Loretta reports:
By the 19th century, wearers of the plush breeches referred to in my last blog tended to be, as I indicated, servants, public and private. A comment from Michelle Buonfiglio of Romance B(u)y theBook reminded me that of the private servants who wore livery (and breeches), the most glamorous were footmen.
They were, generally, hired for their looks. They ought to be tall and good-looking, and of course their snug breeches and stockings must show off well-muscled legs. Mrs. Beeton wrote, “When a lady of fashion chooses her footman without any other consideration than his height, shape, and tournure of his calf, it is not surprising that she should find a domestic who . . . considers the figure he cuts behind her carriage and the late hours he is compelled to keep a full compensations for the wages he exacts, for the food he wastes, and for the perquisites he can lay his hand on.”
One perquisite might be one of the ladies of the house. Or--as in the case of the heroine of John Cleland’s Memoirs of a Woman of Pleasure, the boss’s mistress.
Fanny Hill, annoyed with her lover, Mr. H--, (who's paying the bills) turns her attention to the young manservant Mr.
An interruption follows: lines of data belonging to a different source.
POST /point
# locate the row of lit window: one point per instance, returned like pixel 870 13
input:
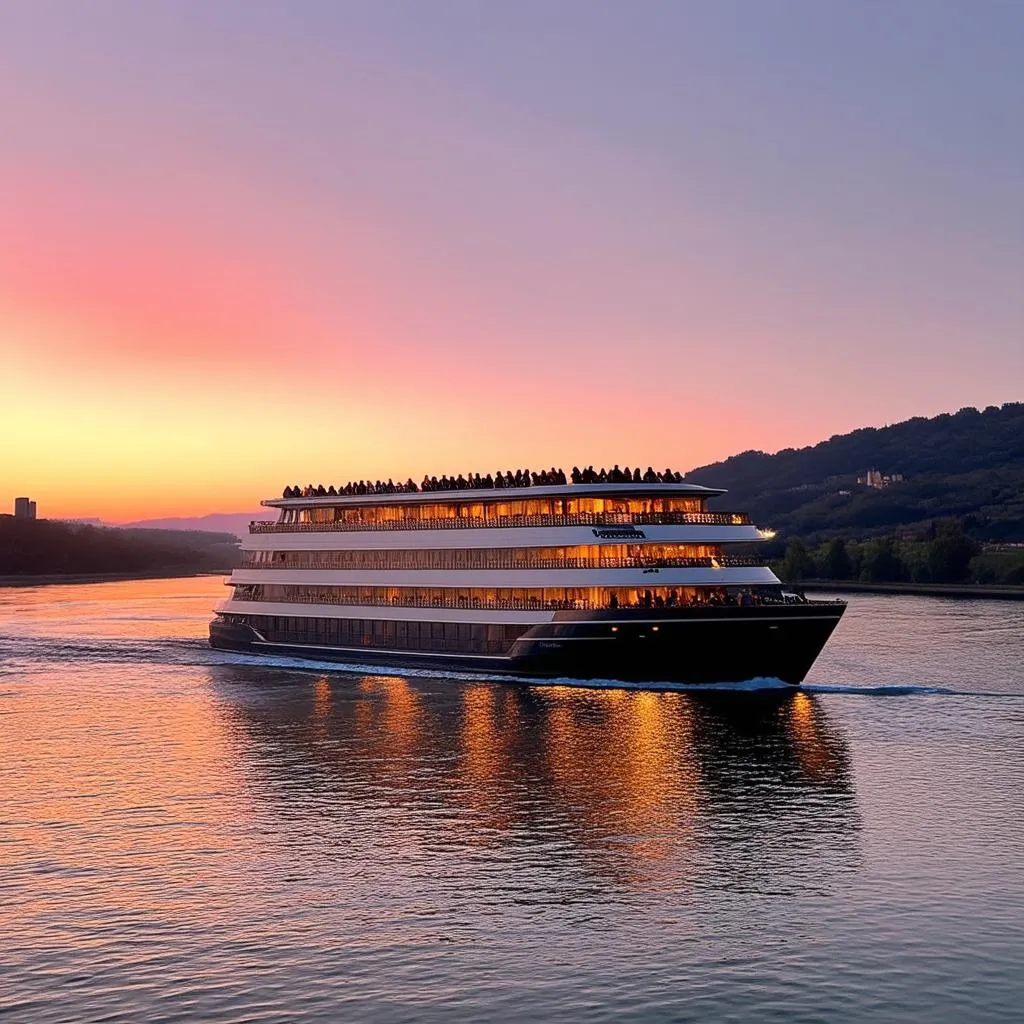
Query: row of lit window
pixel 493 510
pixel 482 597
pixel 580 556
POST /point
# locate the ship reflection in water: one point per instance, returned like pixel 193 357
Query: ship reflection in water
pixel 619 785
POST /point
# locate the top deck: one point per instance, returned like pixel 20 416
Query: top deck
pixel 498 495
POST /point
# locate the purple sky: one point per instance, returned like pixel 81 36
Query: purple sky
pixel 449 237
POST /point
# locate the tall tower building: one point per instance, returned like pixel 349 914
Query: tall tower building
pixel 25 508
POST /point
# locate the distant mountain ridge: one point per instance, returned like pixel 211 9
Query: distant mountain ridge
pixel 968 465
pixel 216 522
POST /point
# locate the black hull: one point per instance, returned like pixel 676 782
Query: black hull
pixel 658 645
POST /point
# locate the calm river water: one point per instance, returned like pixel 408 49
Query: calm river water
pixel 187 835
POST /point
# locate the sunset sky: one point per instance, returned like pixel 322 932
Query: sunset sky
pixel 244 244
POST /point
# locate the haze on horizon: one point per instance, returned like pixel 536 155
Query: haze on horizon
pixel 252 244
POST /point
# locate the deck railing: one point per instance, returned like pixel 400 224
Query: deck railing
pixel 599 519
pixel 511 604
pixel 382 560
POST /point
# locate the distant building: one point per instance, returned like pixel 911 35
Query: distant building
pixel 25 508
pixel 876 478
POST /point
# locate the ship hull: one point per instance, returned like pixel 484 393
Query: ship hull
pixel 705 645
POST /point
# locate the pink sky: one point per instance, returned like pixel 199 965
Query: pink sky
pixel 244 246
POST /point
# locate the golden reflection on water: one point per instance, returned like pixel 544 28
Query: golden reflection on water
pixel 629 776
pixel 816 745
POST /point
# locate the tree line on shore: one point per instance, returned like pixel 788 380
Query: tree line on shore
pixel 48 548
pixel 969 465
pixel 944 554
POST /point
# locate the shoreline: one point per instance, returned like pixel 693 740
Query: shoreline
pixel 978 591
pixel 53 579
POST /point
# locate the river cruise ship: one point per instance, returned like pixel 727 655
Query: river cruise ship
pixel 608 576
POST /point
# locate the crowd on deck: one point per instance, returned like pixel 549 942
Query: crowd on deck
pixel 520 478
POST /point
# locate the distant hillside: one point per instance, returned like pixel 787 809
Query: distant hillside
pixel 969 465
pixel 217 522
pixel 50 548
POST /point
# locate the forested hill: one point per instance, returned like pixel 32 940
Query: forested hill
pixel 43 547
pixel 969 465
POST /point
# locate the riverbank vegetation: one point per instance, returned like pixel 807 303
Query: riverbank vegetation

H-- has just hired: “a very handsome young lad, scarce turn’d of nineteen, fresh as a rose, well shap’d , and clever-limb’d; in short a very good excuse for any woman’s liking.”
She takes careful note of his livery and how well it becomes him: “new buck-skin breeches, that clipping close,* shew’d the shape of a plump,”** well-made thigh, white stockings, garter-laced livery, shoulder-knot . . .”
Fanny, like Mae West, could resist everything but temptation.